Thursday, October 18, 2012

The Myth of Tolerance & the Truth of Neighborly Love

For quite sometime I have held the opinion that all this talk of "tolerance" is really just a lazy excuse to continue adrift in our self-centered "iWorld" where nobody has to really know, appreciate, or care for anyone else besides themselves. Consequently, I continue to believe that Jesus' call to "Love your neighbor as yourself" is the most profound of all human ethics. I have yet to come across any kind of tolerance as radical and effective as the Judeo-Christian ethic of neighborly love. For it is only in this ethic that we look upon the diverse crowd of those to be 'tolerated' and name them our Neighbor. I recently came across this in Dallas Willard's book Knowing Christ Today.

"Several years ago the scientist and intellectual historian
Jacob Bronowski produced a television series and a book called The Ascent of Man." In the eleventh episode and chapter, he dealt with the great harm done by those who think they know. Supposedly, the harm is done just because they think they know. At the end of the episode he strides out into the ash pond at Auschwitz, squats down, and scoops up a handful of mud. 

'This,' he says,' is where people were turned into numbers. Into this pond were flushed the ashes of some four million people. And that was not done by gas.

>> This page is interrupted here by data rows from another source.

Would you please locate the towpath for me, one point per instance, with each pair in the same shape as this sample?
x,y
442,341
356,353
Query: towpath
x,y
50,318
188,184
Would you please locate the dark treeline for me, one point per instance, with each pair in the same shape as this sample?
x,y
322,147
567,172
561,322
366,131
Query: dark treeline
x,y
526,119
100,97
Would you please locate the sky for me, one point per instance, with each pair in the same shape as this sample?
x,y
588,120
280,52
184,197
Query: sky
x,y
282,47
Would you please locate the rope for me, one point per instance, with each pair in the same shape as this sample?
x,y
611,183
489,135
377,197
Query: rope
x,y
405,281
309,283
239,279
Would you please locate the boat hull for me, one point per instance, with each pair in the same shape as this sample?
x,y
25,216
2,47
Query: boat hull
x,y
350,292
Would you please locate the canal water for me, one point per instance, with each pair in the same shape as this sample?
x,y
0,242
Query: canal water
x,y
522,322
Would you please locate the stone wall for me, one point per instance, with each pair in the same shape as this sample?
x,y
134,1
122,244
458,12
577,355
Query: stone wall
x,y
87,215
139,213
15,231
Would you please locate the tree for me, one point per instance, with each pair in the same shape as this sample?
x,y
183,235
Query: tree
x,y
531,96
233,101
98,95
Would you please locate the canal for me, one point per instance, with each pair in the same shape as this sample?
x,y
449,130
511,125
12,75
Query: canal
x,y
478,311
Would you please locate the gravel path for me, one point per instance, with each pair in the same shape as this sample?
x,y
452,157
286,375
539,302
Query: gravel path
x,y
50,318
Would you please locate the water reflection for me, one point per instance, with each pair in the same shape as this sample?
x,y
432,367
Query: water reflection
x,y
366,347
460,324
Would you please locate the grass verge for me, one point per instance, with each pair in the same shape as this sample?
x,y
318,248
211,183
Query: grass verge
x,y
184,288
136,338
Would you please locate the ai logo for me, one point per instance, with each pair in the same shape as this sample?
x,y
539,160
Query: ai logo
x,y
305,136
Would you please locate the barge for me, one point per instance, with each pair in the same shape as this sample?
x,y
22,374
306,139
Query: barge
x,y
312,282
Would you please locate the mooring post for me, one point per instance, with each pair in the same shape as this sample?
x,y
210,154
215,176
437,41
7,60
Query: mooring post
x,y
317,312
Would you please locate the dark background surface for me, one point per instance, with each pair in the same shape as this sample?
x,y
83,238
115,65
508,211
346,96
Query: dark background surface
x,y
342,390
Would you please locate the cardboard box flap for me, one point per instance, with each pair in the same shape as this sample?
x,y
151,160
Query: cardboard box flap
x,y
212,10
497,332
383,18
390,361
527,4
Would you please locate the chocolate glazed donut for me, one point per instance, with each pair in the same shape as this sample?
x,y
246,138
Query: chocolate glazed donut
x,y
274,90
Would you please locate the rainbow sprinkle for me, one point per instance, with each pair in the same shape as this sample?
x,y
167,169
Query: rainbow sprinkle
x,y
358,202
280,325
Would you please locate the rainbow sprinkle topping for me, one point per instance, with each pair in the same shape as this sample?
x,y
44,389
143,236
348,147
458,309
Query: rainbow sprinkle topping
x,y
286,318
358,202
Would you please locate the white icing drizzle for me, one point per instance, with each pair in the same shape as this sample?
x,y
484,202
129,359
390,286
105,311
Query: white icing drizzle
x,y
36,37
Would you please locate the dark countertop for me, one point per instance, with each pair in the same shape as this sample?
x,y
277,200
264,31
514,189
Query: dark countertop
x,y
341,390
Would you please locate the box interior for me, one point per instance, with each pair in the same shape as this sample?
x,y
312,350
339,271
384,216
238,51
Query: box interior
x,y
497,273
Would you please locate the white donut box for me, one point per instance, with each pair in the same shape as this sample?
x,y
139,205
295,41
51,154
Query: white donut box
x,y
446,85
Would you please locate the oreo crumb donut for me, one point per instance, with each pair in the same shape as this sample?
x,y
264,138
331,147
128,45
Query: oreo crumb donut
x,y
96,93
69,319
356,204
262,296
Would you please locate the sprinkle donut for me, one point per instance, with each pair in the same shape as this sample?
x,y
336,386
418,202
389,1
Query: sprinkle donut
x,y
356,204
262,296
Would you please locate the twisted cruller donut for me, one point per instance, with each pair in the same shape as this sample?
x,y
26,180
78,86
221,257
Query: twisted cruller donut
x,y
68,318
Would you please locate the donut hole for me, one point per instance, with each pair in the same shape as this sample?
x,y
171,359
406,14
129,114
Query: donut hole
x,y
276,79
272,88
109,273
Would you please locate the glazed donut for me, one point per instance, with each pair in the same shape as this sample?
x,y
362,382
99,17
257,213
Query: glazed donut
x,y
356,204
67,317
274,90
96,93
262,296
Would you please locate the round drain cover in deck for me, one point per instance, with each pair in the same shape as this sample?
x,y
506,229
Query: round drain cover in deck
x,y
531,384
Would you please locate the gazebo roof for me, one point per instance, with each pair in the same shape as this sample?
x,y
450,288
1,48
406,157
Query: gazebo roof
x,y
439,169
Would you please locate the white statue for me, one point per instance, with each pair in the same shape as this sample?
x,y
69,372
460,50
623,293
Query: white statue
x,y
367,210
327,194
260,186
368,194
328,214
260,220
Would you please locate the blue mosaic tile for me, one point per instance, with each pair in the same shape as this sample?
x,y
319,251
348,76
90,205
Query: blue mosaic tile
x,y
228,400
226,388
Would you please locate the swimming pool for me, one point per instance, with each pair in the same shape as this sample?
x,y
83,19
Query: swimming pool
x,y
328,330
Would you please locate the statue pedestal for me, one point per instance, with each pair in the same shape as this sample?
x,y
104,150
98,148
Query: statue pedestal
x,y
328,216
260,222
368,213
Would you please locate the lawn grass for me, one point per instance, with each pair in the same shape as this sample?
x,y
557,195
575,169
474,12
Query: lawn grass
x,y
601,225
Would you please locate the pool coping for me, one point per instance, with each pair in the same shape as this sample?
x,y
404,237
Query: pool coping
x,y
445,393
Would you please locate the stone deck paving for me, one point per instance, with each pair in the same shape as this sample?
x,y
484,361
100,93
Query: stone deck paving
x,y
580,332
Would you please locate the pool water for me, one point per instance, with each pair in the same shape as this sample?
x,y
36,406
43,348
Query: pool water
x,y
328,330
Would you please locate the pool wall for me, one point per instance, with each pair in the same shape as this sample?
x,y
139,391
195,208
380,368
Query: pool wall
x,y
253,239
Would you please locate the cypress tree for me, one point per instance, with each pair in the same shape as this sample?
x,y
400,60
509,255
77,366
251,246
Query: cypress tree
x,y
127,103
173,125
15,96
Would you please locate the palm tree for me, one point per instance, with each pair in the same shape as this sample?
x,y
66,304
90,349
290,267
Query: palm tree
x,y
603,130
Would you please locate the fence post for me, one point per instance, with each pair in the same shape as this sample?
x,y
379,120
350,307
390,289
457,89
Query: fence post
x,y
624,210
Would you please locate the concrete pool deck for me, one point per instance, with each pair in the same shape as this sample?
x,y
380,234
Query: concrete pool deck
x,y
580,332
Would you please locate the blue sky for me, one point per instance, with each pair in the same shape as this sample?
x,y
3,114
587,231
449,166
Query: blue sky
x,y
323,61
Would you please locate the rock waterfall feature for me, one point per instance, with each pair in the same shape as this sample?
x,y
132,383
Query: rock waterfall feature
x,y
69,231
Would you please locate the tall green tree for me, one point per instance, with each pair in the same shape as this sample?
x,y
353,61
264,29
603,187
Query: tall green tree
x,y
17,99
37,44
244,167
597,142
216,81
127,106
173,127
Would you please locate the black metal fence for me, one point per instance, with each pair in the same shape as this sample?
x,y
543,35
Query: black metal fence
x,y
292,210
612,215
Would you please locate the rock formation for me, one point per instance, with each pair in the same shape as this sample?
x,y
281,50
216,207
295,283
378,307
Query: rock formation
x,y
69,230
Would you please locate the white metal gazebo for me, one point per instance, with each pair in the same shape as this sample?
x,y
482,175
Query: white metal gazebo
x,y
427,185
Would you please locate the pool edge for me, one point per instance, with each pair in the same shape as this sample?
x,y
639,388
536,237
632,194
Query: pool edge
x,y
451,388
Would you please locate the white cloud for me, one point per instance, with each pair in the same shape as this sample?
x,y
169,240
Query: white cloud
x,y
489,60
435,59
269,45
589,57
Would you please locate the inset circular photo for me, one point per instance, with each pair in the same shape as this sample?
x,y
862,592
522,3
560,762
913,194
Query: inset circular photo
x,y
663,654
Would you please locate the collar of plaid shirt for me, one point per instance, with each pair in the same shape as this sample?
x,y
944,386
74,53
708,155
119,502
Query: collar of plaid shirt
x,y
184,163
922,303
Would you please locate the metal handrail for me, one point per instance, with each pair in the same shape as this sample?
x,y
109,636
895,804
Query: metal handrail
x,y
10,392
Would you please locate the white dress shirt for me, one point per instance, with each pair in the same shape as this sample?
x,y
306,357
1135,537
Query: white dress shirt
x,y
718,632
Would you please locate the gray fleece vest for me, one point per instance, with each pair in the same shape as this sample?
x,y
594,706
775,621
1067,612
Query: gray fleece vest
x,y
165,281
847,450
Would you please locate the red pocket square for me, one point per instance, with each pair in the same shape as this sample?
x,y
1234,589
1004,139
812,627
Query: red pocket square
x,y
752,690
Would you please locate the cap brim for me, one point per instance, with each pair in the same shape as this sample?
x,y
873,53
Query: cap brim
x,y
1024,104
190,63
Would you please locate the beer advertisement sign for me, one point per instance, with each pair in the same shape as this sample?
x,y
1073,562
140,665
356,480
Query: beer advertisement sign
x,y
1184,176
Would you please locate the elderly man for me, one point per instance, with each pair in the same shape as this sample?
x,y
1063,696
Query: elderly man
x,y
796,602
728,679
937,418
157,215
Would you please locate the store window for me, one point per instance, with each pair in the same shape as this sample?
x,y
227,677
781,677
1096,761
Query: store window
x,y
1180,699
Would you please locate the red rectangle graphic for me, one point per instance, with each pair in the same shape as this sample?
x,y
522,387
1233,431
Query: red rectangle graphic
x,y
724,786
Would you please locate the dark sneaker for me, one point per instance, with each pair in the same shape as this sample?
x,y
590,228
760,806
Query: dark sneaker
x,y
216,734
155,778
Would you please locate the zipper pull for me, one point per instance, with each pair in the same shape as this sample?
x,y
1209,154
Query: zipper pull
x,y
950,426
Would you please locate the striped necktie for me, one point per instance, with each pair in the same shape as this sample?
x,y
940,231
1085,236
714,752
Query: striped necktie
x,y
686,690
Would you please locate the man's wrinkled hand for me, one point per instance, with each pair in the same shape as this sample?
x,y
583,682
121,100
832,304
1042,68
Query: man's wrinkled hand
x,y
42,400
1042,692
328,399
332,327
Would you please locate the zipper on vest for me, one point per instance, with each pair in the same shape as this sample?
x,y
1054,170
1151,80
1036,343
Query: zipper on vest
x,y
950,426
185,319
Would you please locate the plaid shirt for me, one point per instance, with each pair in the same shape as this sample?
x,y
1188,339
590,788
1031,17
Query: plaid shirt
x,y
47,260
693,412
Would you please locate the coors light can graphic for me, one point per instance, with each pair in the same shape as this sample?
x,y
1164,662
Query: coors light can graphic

It was done by arrogance. It was done by dogma. It was done by ignorance. When people believe that they have absolute knowledge, with no test in reality, this is how they behave. This what men do when they aspire to the knowledge of the gods.'

....  Bronowski certainly regarded himself as expressing moral, though perhaps not religious, knowledge - as not just making a "leap of faith" - when he presses for the elimination of 'absolute' knowledge. Certainly he is not expressing a conclusion of any science known to humankind. And it is fair to ask how one can stand against arrogance and intolerance and persecution except on the basis of knowledge. Is that now what he is doing - resting his case on what he knows? What else is possible? He certainly did not think he was just expressing his own personal belief or commitment. 

And is it not true that the brightest examples of people who stand against arrogance and intolerance are, for the most part, those who stand on the basis of what they take to be religious and moral knowledge? Wasn't that true of most of those who did oppose Hitler and his ash pond? And, just for the record, those who did not oppose Hitler usually blamed it, precisely, on lack of knowledge: "We did not know this was being done!

Also, it is not obvious, to say the least, that those who have abandoned religious and moral knowledge are more tolerant and less inclined to arrogance and cruelty than those who adhere to it. Human beings routinely assume superiority on many gorudns other than possession of knowledge. The sad truth is that people can be just as arrogant from belief, commitment, various associations, or simple egotism as from claimed knowledge. 

Do we actually find more humility and tolerance, with respect to things that really matter to them, in those who reject the possibility of religious knowledge than in those who accept religious knowledge? What are the empirical facts here, and where are the studies that establish them? Let's be scientific about that.

Tolerance is not indifference, but a generous regard and even provision for those who differ from us on points we deeply care about. To support tolerance - which is not the same as lacking intolerance - more is required than just a lack of certainty concerning differences at issue. We must also care about people.

Genuine tolerance itself must be based upon assured knowledge of what is real and what is right. And it always is. It is not a 'leap of faith.' Tolerance is not the lack of something, but the expression of a positive vision of what is good and right, a vision taken to be solidly grounded in the knowledge of how things really are.

It has often been considered knowledge that all human beings are equally loved by God, and the call to to tolerance was based on that. It was this type of vision, regarded as knowledge, that led to the abolition of slavery and legal segregation, for example. Such a vision, held as knowledge of how things really are, undergirds the possibility of a neighbor love that comes from the heart and reaches across all human differences."